Well for starters, the plot is thoroughly absurd - and that’s what little of it there actually is. For no apparent reason, the TV Movie-Master left a devastatingly fiendish booby trap behind for the Doctor. Did it kill him? No. Did it blow his TARDIS into a billion pieces? No. It wiped his memory. Thatll learn im.

 

And so as a consequence of this, Rassilon inexplicably allows the Doctor to break the laws of time and go back and meet each of his first seven selves in turn. Each time that he meets a past incarnation, he regains all of their memories up until that point. Thus the Doctor sets off on seven mini-adventures with all his former selves, the bulk of which are either pillaged directly from the television series or follow on directly from the aftermath of a televised story.

 

There are two exceptions to this, in the cases of the sixth and seventh Doctors. Eight’s meeting with old sixy, for instance, takes place in Gallifrey’s past. I wouldn’t get too excited though - the two Doctors don’t travel back to the Intuitive Revelation or anything remotely interesting that that; au contraire. The eighth Doctor simply travels back to the Gallifrey of

the sixth Doctor’s epoch - a Gallifrey before Romana returned from E-Space to claim the Presidency; a Gallifrey ruled by the CIA through their puppet President Niroc. It’s easy to

see why so many of us were completely disillusioned by this book, as after all the wonderful Gallifreyan history that was slowly and painstakingly explored over the course of the Virgin books, Dicks went and dug up the likes of Borusa, Flavia, and Elgin again. Even bloody Castellan Spandrel rears his head…

 

  

Another major gripe I had at

the time was that The Eight

Doctors went out of its way to

gainsay the New Adventures.

Believe it or not, back in 1997

the Doctor’s timeline wasn’t

the sprawling, multi-range

tapestry that it is today – in

fact, for the most part it made

sense. And so when this tome

came along with the seventh Doctor’s unjustly short, dull, and outrageously incompatible chapter, “Holiday with Danger”, many readers hit the roof. The Master still suffering with the Cheetah infection? And ingesting Deathworms? Looking at the book today though, I really couldn’t care less. Later novels in the range would repair the damage done here – and do

so quite innovatively, it has to be said – and there have been a spate of worse offenders since across the mediums.

 

As for the Doctor himself, it’s no secret that Dicks hated the TV Movie and boy does it show here. Paul McGann’s Doctor is appallingly portrayed; an utterly blank slate. Hes not even a rough, shapeless medley of all his former selves – he’s just the crudest outline of a character.

 

However, at least one good thing came out of The Eight Doctors - the range’s inaugural companion, Samantha Jones. Her chapters are quite easily the most entertaining of the whole book, the unwitting amnesiac Doctor getting caught up in the middle of a drug feud in a familiar junkyard in Totters Lane. This small thread of the plot is much more contemporary, and more much more interesting than the rest of the book put together. I especially like how Sam is not phased by the Doctor and his TARDIS, apparently taking it all in her stride.

 

In summary then, whilst I still wouldn’t recommend this book to anyone other than the most hardened of completists, it doesn’t seem half as offensive as it did back in the day. All else aside, The Eight Doctors is a breezy, lightweight read; a celebration (and debasement!)

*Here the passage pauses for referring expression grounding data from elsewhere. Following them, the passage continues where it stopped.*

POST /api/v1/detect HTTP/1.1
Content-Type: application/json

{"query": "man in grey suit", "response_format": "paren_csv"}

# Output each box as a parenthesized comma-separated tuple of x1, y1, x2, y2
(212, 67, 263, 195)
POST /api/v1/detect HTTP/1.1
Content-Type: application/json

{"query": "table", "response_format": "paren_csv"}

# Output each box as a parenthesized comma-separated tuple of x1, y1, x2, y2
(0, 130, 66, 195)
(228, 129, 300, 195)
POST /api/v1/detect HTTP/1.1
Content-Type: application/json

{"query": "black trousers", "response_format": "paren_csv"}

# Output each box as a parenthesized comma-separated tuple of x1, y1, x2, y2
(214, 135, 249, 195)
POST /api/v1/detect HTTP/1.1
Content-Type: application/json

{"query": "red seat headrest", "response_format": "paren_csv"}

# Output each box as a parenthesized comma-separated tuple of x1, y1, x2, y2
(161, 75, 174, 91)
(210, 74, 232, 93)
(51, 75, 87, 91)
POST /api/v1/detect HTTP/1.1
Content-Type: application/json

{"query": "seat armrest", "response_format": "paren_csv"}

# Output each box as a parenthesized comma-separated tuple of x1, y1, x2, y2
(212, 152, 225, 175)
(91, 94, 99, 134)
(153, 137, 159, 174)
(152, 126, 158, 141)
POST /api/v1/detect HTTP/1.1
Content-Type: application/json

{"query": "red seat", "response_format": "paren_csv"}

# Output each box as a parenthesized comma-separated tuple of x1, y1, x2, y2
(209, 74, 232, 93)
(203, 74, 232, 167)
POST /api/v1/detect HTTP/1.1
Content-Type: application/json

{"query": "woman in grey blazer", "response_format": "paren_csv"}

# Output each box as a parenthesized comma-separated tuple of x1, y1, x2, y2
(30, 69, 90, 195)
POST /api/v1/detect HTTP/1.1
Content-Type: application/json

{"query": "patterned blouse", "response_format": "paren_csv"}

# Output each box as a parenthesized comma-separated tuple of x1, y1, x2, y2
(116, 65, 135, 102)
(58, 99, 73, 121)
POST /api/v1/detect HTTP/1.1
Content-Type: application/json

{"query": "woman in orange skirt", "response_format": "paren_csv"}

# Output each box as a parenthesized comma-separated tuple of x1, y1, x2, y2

of the legacy of the series, written very much in the spirit of the Target novelisations.

 

Copyright © E.G. Wolverson 2010

 

E.G. Wolverson has asserted his right under the Copyright, Designs and Patents Act, 1988 to be identified as the author of this work.

 

  

Shortly after the events of this novel, the Doctor drops Sam off at a Greenpeace rally for a few hours. When the Doctor returns, he is three years older. We posit that the Doctors adventures with Charley (and others) take place during this three-year period.